Editorial — New overpasses are on the way
Soon, there will be three.
Three construction sites, that is, all part of a massive project to build overpasses over the busy rail line through Langley that links Deltaport to the main Canadian railway network.
Langley Township council learned on Monday that construction work on the 232 Street overpass will begin in July. Work is well underway on the Mufford Overpass, which will take some (but not all) traffic moving through the heart of Langley’s commercial area over the tracks.
Also underway, but very slowly thus far, is work on the triple overpass that will link Willowbrook Drive to 192 Street in Surrey. That will involve an overpass over the Langley Bypass and the tracks on the 196 Street alignment; another on 54 Avenue and a third one on 192 Street.

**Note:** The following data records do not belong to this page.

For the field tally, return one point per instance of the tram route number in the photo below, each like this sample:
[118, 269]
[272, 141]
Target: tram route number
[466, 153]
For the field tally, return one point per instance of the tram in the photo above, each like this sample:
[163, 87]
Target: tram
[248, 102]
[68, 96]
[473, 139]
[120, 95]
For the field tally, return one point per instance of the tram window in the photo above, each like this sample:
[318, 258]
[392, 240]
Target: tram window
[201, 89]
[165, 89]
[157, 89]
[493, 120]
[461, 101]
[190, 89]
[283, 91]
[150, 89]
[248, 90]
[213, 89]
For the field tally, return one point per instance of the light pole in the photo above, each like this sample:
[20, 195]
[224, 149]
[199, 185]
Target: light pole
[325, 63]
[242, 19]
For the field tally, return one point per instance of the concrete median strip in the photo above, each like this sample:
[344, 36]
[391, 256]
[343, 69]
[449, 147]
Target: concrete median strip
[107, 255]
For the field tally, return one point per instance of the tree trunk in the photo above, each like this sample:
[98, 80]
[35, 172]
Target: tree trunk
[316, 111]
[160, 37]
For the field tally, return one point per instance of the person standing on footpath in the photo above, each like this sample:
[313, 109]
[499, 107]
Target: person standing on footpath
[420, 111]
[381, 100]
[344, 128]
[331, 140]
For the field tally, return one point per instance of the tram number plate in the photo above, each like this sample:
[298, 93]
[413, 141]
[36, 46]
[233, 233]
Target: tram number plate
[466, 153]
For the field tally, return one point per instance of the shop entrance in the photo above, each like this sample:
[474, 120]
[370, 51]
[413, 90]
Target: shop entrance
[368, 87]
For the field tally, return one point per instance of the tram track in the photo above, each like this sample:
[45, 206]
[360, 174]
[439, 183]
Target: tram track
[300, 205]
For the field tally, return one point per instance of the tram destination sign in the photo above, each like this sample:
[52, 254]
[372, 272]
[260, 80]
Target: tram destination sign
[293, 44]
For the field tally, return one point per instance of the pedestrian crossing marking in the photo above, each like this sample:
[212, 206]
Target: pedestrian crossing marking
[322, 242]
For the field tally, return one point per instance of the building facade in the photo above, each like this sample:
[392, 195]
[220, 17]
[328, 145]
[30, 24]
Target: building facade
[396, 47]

All of these overpasses are partially funded by the federal and provincial governments, TransLink, the railways and Port Metro Vancouver. Thus Langley residents are receiving a benefit that, thankfully, is funded from more than just property taxes.
This is as it should be. The port is the busiest in Canada, and as such benefits the entire country. It creates many jobs, not just in the Lower Mainland, but across Canada. The railways and the port benefit tremendously from additional overpasses, as this eliminates much of the risk that is inherent at level crossings.
Langley residents will also benefit from an advanced warning system which will involve a series of signs on major streets in the Township and City. These will advise residents that a train is expected soon, and suggest that they use overpasses to avoid getting trapped in a traffic jam.
All of these measures will ease the congestion that occurs whenever a train passes through Langley. However, there is still the need for an overpass on the Langley Bypass, so that Highway 10 traffic can get through Langley efficiently.
Highway 10 is a provincial highway and serves a lot of visitors to B.C., and people from other parts of the province. Signs along Highway 1 suggest that it is the best route to the Vancouver Airport and the Tsawwassen ferry terminal.
Traffic on that highway should not be delayed by trains, and signs telling of approaching trains won’t help too many visitors who are unfamiliar with the local street system.
The province needs to make this overpass a high priority.